También en 2006 Warren Buffett, uno de los hombres más ricos del planeta, informó que daría 37,000 millones de su
fortuna acumulada en Berkshire Hathaway a causas filantrópicas. Estas dos figuras han redefinido el alcance de la
filantropía: antes los súper ricos podían abstenerse de toda preocupación social; hoy, como resultado de la atención
mediática generada por Gates y Buffet, resulta casi imposible abstraerse de esta dinámica sin experimentar severos
costos de imagen.
Warren Buffett llevó el debate a un nivel más alto en agosto de 2011, cuando le propuso al gobierno de Barack Obama
que planteara un gravamen especial a aquellos que ganaran más de un millón de dólares al año. La iniciativa de Buffett
fue recibida con escepticismo, sobre todo en el ala conservadora republicana, adversa casi por sistema a la noción de
los impuestos escalonados. Sin embargo, la idea de Buffett ha ido permeando en el imaginario de la aldea global, en
especial entre otros multimillonarios.

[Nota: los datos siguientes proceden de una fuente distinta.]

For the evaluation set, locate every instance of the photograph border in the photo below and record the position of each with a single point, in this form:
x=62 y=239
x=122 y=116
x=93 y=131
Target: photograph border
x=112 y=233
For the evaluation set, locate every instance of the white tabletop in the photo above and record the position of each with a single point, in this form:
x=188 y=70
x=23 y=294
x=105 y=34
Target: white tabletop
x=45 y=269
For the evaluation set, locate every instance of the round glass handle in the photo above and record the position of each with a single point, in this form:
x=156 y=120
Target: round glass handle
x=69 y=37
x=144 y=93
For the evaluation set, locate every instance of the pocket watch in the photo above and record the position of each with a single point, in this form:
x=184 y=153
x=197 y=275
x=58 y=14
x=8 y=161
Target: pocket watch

Una semana después de la propuesta de Buffett, un grupo de súper ricos franceses
–presidentes y directores de compañías como Total, Societe Generale, Fimalac y Air France- le pidieron a Nicolas
Sarkozy, el presidente galo, que les cobrara más impuestos.

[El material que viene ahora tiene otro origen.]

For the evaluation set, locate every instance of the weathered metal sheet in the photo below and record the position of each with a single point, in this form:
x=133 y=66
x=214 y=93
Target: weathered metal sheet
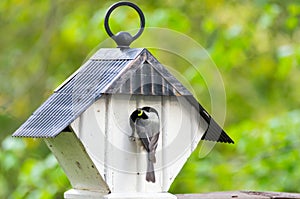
x=110 y=71
x=71 y=99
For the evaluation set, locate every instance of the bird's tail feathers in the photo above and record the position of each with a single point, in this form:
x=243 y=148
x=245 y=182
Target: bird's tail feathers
x=150 y=175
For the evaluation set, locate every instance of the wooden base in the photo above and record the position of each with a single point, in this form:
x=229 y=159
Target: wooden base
x=140 y=196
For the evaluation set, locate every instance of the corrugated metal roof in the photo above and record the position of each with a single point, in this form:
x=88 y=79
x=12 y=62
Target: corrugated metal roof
x=127 y=71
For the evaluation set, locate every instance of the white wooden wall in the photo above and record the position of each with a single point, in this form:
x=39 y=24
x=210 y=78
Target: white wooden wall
x=104 y=131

Amén de lo que suceda en el ámbito fiscal, esta súbita toma de conciencia de los súper ricos marca un punto de
inflexión interesante en el ámbito de la RSE y del management. Las incesantes demandas de múltiples stakeholders
para implementar una mayor responsabilidad social en el manejo de las grandes fortunas, sumada al hecho de que el
aumento exponencial en la calidad de vida ha redundado en que la edad productiva de los ejecutivos se haya elevado
más allá de los 60 años, ha derivado en que los CEOS ya no visualicen su retiro como una vida de descanso en la playa
o en las montañas, sino como una oportunidad para ser un agente de cambio social y construir un legado del que
puedan sentirse genuinamente orgullosos.
No se trata de elegir la filantropía como una actividad social después del retiro, sino de dedicarse de tiempo completo a
proyectos programáticos y ambiciosos que sirvan como agentes de cambio social; no sólo en esferas universalmente
consideradas como “políticamente correctas”, también en temas espinosos y controversiales, como el activismo del
financiero George Soros para impulsar la legalización de las drogas en California. Anne Mack, trendspotter de JWT, está
convencida de que estamos frente a un cambio de valores:
“Durante la segunda mitad del siglo pasado, cuando un ejecutivo de alto nivel entraba en una crisis de mediana edad
era común que comprara un coche o se consiguiera una amante más joven. Ese era el cliché. Hoy, en cambio, adopta
una causa social y se dedica a promoverla con el vigor propio de un joven progresista. Muchos son extremadamente
competitivos y comparan el número de donaciones obtenidas como si estuvieran apostando al futbol o los caballos. Es
impresionante. En el caso de los súper ricos, como es el caso de Gates, se ha convertido en una segunda carrera, en
una segunda vida.”
Personajes como Buffett y Gates cuentan con una amplia gama de contactos en todas las esferas posibles. Se ven a sí
mismos como protagonistas de la vida mundial y actúan en consecuencia. En el mediano plazo vamos a ver cómo
injieren de manera cada vez más directa en el planteamiento de la agenda pública de la aldea global; no como meros
filántropos, sino como actores capaces de influenciar, no sin controversia, las políticas públicas de las naciones.